Dolayısıyla Erdoğan kitlelere gözünü dikmiş, kitleleri en azından kitlelerin bir kesimini kendine ve devlete yedeklemek üzere kampanya startı vermiştir. Bir de patronların, vurguncu ve rantçıların, açgözlü asalakların temize çıkartılması, alicenap diye aklanması gibi bir detay daha var. Özellikle salgın koşullarında, şu ‘aynı gemideyiz’ söyleminin nasıl bir yalan olduğunun daha da anlaşıldığı koşullarda bu detay, bir hayli önem kazanıyor. Benzer girişimde bulunan CHP’li belediyelerin önünü kesme, kendine bağlı bir süreç işletme hesapları olduğunu da belirtelim. Nitekim İçişleri Bakanlığı kararıyla belediyelerin bu türden etkinlikleri Valilik izni gerekçesiyle engellenmiştir. “Milli Dayanışma Kampanyası”nın ilanı şüphesiz bir sosyo-ekonomik zorunluluktu; Erdoğan’ı mahkum eden bu zorunluluğa kısaca değinmemiz gerekiyor.
SEMBİYOTİK İLİŞKİNİN BİR KAÇINILMAZLIĞI OLARAK UÇLARDA BİRİKME
Rosa Luksemburg kapitalizmin ortaya çıkışını dış pazarlar sorununa bağlamış, Marks’ın tahlilini eksik ve yetersiz bulmuştu. Hatırlayalım Marks, dış pazarlar sorununu, kapitalizmin ortaya çıkmasının, varlığının koşulu olarak değil kapitalist gelişmenin bir kaçınılmazlığı olarak görmüş, üretim araçları üretimiyle, tüketim araçları üretimi seriminde bunu ortaya koymuştu. Lenin, Rosa’nın bu cüretini, Marks’ı düzelten cüretini ele almış ve Rosa’nın teorisinin yanlış olduğunu bir kez daha bilimsel olarak açıklamıştı.
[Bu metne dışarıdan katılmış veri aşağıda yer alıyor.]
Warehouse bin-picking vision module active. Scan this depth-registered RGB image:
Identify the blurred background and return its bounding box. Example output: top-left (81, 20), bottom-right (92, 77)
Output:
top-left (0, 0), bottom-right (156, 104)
Dış pazar kapitalist gelişmenin kaçınılmazlığıdır. Sermaye birikiminin içsel yasaları dış pazarları bir zorunluluk haline getirir. Merkantilist dönemin ticaret savaşları, izleyen dönemde sömürge savaşları ve emperyalizmle birlikte yaşanan emperyalist paylaşım savaşları sermaye birikiminin dış pazarlarla olan zorunlu ilişkisinin sonucuydu. Bu “birinin varlığının diğerine zorunlu olması hali” sembiyotik ilişki olarak tanımlanır. Marks dünyanın ikiye bölündüğü bir uluslararası işbölümünden bahseder; meta üretimi üzerinde yükselen kapitalist ülkeler ile bu ülkelerin pazarı, ucuz işgücü ve hammadde alanı olan ülkeler… Bu bir sembiyotik ilşkidir ve kapitalizmin emperyalizm dönemine girmesiyle birlikte bu ilişki daha da güçlenmiş, yoğunlaşmış ve zorunlulaşmıştır. Sermaye birikiminin yoğunlaşması ve merkezileşmesi sürecinde atılan her ilmek çelişkinin hakim yönü üzerinde onu güçlendiren, tali yön üzerinde ise tabiliğini yani bağımlılığını daha da ağırlaştıran bir rol oynar. Dolayısıyla emperyalist sermayenin gelişim süreci uluslararası işbölümünü ve elbette aradaki sembiyotik ilişkiyi derinleştirir. Bugün sembiyotik ilşkinin bir tarafı emperyalist-kapitalist ülkeler diğer tarafı ise yarı-sömürge, yarı-feodal ülkelerdir ve uluslararası işbölümü bu iki uç arasındadır.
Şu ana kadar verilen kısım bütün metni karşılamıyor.